Abstract

The timing of hydrocarbon migration relative to trap formation remains a factor in evaluating the exploration potential of the Perija fold belt on the west flank of the Lake Maracaibo Basin. Based on the data from this article, there is evidence of structural traps being filled by two oil migration events.

At least four major events of deformation have been identified in the area from the Late Cretaceous to the Holocene. The first event is Late Cretaceous in age and characterized by compressional structures. The second event is characterized by extensional features and occurred from the Late Cretaceous to the middle Eocene. The third and fourth events are characterized by compressional structures that developed during the late Eocene and late Miocene-Holocene, respectively.

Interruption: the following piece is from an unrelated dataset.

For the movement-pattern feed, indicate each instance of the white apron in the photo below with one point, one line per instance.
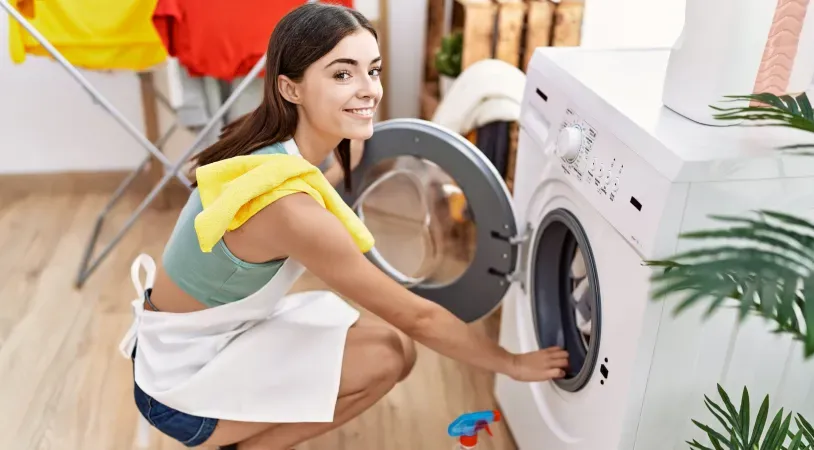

Based on oil-oil and oil-source rock correlations and one-dimensional (1-D) basin modeling, two phases of oil generation and migration are proposed as responsible for oil accumulation in the central Perija fold belt. The first phase occurred from a kitchen of late Paleocene-late Miocene age located to the west-southwest of the study area. The second phase occurred during the middle Miocene-Holocene from a kitchen located to the east of the study area. The older kitchen is responsible for oil accumulations found in the Upper Cretaceous traps. The younger kitchen is responsible for possible oil accumulations in traps of both Cretaceous and Tertiary reservoirs located in the eastern part of the study area.